Leo was a goddamned sitting duck and didn't like the feeling, but at least he wasn't out there in the open with the cross-hairs planted on his face already. He found the Uzi's safety catch and eased it off, prepared to come out firing and to make the most of his advantage while it lasted.

If they didn't kill him first.

If someone didn't stitch the car with armor-piercing rounds and leave him leaking like a bag of mangled groceries in the trunk, or light him up with tracers in a flash of detonating fuel.

Too many ifs.

And it was too damned late, in any case. He was committed now whichever way it played. There was time to think of Bolan, wonder if the soldier was all right, if he had run afoul of roving sentries in the darkness. Then the sound of voices drifted to him from the outer darkness.

He could recognize Brognola's voice, but could not make out any of the words. The other voice was unfamiliar, and he didn't have a prayer of understanding anything the stranger said. He was about to ease the trunk lid open wider when the voices were eclipsed by sudden gunfire, the staccato yapping of an automatic pistol, answered by the booming echo of Brognola's Bulldog .44.

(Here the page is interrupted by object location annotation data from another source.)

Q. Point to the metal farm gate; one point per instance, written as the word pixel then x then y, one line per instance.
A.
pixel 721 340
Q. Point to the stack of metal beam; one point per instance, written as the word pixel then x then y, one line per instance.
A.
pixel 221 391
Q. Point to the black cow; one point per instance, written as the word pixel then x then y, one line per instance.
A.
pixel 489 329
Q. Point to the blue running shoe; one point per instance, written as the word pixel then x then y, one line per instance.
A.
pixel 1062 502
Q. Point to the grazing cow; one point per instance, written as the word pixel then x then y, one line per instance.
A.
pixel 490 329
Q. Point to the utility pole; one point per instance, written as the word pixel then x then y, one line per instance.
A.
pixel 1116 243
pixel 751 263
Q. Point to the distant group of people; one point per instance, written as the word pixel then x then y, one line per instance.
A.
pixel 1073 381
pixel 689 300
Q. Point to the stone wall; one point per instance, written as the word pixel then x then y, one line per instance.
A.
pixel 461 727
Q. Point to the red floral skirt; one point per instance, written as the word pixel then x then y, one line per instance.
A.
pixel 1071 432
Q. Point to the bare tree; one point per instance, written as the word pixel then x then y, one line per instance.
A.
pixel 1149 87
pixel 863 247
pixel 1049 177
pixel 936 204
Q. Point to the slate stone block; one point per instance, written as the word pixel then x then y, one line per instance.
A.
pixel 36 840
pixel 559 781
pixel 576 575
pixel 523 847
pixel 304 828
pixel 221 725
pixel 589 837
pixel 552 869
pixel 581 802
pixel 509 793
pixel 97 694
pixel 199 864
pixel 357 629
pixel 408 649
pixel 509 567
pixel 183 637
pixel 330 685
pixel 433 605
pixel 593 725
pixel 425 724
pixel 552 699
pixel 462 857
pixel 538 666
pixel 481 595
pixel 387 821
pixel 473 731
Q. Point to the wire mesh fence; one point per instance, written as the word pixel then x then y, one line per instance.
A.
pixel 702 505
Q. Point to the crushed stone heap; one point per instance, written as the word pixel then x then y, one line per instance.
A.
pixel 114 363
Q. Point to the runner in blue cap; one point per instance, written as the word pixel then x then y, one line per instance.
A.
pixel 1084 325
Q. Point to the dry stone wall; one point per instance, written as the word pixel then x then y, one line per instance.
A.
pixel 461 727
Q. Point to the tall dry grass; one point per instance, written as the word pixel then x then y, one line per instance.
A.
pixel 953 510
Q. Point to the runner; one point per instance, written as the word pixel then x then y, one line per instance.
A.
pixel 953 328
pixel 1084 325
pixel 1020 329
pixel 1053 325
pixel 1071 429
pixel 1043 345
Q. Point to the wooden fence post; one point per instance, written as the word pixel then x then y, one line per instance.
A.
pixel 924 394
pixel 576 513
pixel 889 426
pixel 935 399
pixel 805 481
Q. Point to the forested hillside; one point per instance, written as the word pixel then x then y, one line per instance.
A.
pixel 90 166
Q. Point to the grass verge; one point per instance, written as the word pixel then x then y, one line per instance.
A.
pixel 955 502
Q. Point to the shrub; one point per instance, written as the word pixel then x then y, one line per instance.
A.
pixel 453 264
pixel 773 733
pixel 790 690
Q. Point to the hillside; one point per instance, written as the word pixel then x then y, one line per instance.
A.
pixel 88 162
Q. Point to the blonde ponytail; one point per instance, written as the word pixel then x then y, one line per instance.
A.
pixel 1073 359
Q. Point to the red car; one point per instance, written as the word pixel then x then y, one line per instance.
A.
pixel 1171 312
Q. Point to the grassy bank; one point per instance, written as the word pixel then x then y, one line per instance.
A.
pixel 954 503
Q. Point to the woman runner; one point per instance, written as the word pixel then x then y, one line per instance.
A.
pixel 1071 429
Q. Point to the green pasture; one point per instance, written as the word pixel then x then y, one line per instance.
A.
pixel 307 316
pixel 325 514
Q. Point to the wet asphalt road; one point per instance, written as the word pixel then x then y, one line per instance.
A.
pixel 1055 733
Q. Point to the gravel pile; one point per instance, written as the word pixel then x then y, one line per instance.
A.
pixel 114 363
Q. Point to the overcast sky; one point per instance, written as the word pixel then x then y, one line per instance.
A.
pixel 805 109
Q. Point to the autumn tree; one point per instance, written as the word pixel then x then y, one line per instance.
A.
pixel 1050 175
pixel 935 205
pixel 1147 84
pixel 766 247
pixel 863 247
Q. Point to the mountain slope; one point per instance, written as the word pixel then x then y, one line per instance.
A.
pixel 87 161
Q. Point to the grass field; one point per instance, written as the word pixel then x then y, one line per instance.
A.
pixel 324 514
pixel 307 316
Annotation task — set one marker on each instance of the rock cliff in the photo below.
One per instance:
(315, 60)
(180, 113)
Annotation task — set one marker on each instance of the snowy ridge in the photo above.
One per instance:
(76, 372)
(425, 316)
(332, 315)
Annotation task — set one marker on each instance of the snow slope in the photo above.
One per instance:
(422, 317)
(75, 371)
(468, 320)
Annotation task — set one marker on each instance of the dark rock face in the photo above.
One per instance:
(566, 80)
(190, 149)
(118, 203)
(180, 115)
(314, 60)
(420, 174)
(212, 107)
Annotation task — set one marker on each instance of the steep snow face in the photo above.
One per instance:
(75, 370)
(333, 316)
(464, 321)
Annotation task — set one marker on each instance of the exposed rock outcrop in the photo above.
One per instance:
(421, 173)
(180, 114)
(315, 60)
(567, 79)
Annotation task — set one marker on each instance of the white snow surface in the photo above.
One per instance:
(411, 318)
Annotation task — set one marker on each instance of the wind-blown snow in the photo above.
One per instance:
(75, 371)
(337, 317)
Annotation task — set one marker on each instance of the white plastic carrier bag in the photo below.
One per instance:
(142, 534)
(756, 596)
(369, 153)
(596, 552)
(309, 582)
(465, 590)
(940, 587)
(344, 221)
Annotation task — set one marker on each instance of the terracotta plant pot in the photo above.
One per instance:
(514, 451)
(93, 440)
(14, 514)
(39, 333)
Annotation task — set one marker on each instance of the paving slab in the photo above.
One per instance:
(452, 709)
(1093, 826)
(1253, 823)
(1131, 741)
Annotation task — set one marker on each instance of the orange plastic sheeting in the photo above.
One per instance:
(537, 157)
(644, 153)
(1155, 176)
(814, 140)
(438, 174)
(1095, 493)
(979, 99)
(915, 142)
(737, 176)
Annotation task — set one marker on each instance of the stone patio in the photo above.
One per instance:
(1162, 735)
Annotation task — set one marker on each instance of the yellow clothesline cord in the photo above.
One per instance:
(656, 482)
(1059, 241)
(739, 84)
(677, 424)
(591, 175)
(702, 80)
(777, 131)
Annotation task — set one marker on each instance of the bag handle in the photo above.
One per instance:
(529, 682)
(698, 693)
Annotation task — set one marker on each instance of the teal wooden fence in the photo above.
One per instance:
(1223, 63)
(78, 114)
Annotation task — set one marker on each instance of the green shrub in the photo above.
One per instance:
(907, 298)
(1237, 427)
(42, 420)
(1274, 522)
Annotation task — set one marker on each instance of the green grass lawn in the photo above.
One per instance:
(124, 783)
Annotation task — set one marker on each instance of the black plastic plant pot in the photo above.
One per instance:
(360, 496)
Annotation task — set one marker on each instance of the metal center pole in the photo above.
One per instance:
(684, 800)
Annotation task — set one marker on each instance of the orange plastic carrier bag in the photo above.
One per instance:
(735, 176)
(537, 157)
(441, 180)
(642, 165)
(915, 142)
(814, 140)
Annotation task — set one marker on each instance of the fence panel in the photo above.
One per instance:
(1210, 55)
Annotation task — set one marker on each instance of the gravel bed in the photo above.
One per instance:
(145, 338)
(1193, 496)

He ripped the taut elastic free and kicked the lid back, rolling clear before the enemy could swing around and bring him under fire. Already homing on the sound of gunshots, moving in a combat crouch, he held the Uzi primed and ready, eager for a target to present itself.

The shit was in the fan, and there was no safe way around it now that battle had been joined. As other weapons chimed in from the darkness, muzzle-flashes winking from the shadows, Turrin drew small consolation from the fact that they were fighting in a graveyard. If they lost it here, at least he would not have to travel far. With any luck, there might be room for one more soldier in the hallowed ground of Arlington.